20191109_bta_rec path opens

Cyclists ride on a new section of the recreation path in Montpelier that opened Friday along the Winooski River east of Pioneer Street.

MONTPELIER — A new 1.9-mile section of the shared-use path in the Capital City was dedicated at a ribbon-cutting ceremony on Friday.

About 100 people turned out for the ceremony and ribbon-cutting.

The $6 million project will connect to a Cross Vermont Trail project — another four miles of recreation trail through East Montpelier. It is hoped to break ground in the spring.

Montpelier now has four miles of shared-use path: From the east side of the city at Dog River Road, passing through the newly opened Taylor Street Transit Center and across a new bridge over the North Branch river to Main Street. A short section of path, from Main Street and along Barre Street to the recreation center will need to be completed in the spring and will require eliminating 18 city parking spaces. From the recreation center, path users can connect with the shared-use path on Stone Cutters Way to the new section from Granite Street and along Barre Street, Old Country Road and along the Winooski River to Gallison Hill Road, where it will connect with the proposed Cross Vermont Trail.

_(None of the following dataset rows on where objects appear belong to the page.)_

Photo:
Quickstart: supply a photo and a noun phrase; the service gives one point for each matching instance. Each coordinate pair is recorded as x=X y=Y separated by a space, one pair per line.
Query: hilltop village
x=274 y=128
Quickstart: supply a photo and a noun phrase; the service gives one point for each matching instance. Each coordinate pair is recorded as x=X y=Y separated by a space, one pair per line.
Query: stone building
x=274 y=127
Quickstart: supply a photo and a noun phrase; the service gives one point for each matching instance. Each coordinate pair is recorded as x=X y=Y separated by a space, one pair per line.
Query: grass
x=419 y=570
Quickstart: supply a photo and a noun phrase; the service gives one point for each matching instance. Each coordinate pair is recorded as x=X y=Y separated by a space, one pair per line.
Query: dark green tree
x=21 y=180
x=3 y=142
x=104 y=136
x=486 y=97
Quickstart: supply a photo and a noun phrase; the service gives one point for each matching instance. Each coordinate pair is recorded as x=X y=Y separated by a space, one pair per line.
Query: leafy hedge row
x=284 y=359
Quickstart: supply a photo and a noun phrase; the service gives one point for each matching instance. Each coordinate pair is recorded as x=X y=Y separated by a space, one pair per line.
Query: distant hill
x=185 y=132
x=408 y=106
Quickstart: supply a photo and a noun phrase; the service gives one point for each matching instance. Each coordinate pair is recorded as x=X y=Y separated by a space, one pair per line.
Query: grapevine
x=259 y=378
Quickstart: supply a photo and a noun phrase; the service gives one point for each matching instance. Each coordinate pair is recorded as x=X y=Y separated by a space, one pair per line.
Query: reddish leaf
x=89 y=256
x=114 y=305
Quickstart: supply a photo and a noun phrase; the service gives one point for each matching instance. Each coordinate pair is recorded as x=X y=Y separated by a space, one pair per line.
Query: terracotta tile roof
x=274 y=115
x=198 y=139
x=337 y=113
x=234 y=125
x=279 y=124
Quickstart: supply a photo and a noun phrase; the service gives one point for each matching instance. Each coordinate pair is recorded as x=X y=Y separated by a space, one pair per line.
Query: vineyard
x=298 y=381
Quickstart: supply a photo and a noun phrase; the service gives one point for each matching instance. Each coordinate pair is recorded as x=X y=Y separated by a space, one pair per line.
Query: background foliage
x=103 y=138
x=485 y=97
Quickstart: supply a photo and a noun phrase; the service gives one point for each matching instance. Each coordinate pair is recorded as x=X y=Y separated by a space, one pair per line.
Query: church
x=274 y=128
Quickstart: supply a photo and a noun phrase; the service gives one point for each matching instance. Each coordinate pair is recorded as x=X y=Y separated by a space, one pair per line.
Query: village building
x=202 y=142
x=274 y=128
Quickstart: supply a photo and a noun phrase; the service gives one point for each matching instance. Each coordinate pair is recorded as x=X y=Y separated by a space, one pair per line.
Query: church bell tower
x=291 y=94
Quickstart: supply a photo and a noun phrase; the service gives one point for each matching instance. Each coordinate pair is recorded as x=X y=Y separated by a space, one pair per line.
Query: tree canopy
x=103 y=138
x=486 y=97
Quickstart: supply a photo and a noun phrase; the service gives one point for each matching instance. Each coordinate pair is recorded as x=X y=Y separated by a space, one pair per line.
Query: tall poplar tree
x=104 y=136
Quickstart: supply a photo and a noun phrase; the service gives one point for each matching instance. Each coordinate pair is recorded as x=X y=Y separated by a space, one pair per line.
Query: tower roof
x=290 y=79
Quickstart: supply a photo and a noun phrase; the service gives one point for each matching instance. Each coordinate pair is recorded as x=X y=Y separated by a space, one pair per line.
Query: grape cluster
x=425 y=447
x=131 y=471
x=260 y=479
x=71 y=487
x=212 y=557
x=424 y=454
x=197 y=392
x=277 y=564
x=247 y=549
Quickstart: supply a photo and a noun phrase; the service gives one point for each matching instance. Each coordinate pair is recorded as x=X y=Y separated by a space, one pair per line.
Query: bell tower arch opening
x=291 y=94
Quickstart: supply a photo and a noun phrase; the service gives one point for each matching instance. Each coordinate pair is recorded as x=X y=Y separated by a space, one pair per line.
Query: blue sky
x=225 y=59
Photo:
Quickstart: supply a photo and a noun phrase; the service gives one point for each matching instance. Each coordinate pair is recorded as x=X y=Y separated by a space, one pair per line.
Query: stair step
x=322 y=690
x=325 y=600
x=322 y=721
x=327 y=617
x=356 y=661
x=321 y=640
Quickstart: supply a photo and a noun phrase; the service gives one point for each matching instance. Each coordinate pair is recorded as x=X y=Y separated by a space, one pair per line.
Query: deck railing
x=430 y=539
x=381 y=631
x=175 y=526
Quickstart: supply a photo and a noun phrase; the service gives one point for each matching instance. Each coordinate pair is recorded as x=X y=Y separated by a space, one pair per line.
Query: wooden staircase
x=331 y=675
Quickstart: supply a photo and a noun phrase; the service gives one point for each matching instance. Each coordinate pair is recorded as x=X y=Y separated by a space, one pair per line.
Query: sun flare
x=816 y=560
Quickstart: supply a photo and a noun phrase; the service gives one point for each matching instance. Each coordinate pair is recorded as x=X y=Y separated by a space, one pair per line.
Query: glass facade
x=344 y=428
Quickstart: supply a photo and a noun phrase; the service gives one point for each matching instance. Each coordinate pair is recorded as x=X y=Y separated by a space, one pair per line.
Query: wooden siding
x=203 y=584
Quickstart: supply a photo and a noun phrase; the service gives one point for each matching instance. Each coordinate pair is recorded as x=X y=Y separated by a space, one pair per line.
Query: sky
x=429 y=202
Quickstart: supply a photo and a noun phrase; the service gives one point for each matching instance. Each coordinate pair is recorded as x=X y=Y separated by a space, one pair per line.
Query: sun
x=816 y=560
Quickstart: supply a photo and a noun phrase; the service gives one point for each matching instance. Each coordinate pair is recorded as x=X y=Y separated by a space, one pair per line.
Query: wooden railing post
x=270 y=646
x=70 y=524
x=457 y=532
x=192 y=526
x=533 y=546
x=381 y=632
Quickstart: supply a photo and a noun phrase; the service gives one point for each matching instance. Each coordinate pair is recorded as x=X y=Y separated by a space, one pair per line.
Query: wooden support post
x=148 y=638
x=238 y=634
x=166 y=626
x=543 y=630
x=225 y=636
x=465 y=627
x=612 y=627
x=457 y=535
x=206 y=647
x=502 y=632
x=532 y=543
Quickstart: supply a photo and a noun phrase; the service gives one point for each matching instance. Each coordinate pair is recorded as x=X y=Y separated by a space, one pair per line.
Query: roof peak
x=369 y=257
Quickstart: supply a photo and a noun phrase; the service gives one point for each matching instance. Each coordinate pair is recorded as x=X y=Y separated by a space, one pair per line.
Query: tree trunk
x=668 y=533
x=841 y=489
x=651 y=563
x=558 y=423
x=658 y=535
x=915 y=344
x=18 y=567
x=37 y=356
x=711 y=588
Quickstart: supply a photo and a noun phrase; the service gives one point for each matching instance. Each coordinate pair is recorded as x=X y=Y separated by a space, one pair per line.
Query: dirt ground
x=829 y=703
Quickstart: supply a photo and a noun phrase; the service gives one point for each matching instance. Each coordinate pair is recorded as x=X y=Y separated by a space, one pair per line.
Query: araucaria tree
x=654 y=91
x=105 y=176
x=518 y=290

Ceremonies to celebrate the new path were held at the new Caledonia Spirits on Barre Street – a merciful reprieve from the cold weather for the scores of guests who attended the event.

During the chance to walk, ride or ski the path before the ribbon-cutting on Friday, Erika Mitchell and Seth Frisbie, of Calais, of the self-styled Frizzle Mountain Unicycle Club, rode unicycles along the new stretch.

“We’re having a grand time,” said Mitchell. “This is a wonderful idea, and it’s going to open up so much opportunity for this end of town. With the distillery here and Hunger Mountain Coop, it’s going to be an anchor for a whole new part of town.”

Frisbie added: “It’s a wonderful resource and one of the things that makes Montpelier and central Vermont a nice place to live.”

Mayor Anne Watson helped guests to pronounce the Abenaki name of the path.

It will be called “Siboinebi Path” after a city contest to select a suitable name that was won this year by Jamie Carroll, assistant to the city manager. Siboinebi means “river water” and was chosen to reflect the original occupation of the city by the Abenaki Indians, and after consultation with the Abenaki Tribal Council by the Complete Streets Committee.

Watson noted the Chief Don Stevens of the Nulhegan Band of the Coosuk Abenaki Nation could not be present but read a statement from him in which he noted that it was “refreshing” that Vermonters wanted to celebrate the Abenaki culture and use the tribe’s language to identify places.

Several members of the Nulhegan Abenaki Tribe who attended the event included Michael Descotaux, of Concord, Roland Bluto, of Milton, and brothers David Manning and Sgt. Dale Manning, who works for the Capitol Police Department.

Watson noted that the new section of path had been “many years in the making” and thanked voters who helped fund it, as well as city staff who worked on the project. She also acknowledged adjoining landowners who participated in the project.

“This path represents for us an alternative to using fossil-fuel vehicles as we get to work ... it represents better access for the business on the east side of town; it celebrates the river as it is so scenic and goes right along the river,” Watson said. “It’s an opportunity for families to recreate; and it really puts Montpelier on the map as a destination for recreation.”

Jen Roberts, of Onion River Outdoors on Langdon Street, said the path was significant because it connected the city with its Abenaki history, allowed for the use of alternative transportation, created a “safer and prettier passage” between schools, and connected other city landmarks, neighborhoods and other communities.

“Our lovely new path checks the box for so many of the reasons people value their community,” Roberts said. “This path belongs to all of us. Let’s use it to our advantage and keep growing this network of multi-use paths.”

Kim McKee, chairwoman of the Cross Vermont Trail Board, noted that the Cross Vermont Trail is a 90-mile corridor spanning the Wells and Winooski river valleys that is a patchwork of on-and-off-trail segments.

McKee said with the completion of the Montpelier shared-use path, the Winooski Bridge project would be a four-mile section that extended upstream from Gallison Hill Road, and include building a 200-foot steel bridge across the Winooski River and connect to the U-32 trail network.

She said there had been steady progress in doing so over the past five years. Rights of way had been obtained from five landowners; permits had been obtained; and a draft Act 250 application for the project had been prepared. Some costs for the project had increased because of new steel tariffs, she added.

McKee ended by singing a song she wrote to commemorate the project, titled “Winooski Bridge Song” before participants and guests went outside for the ribbon-cutting ceremony.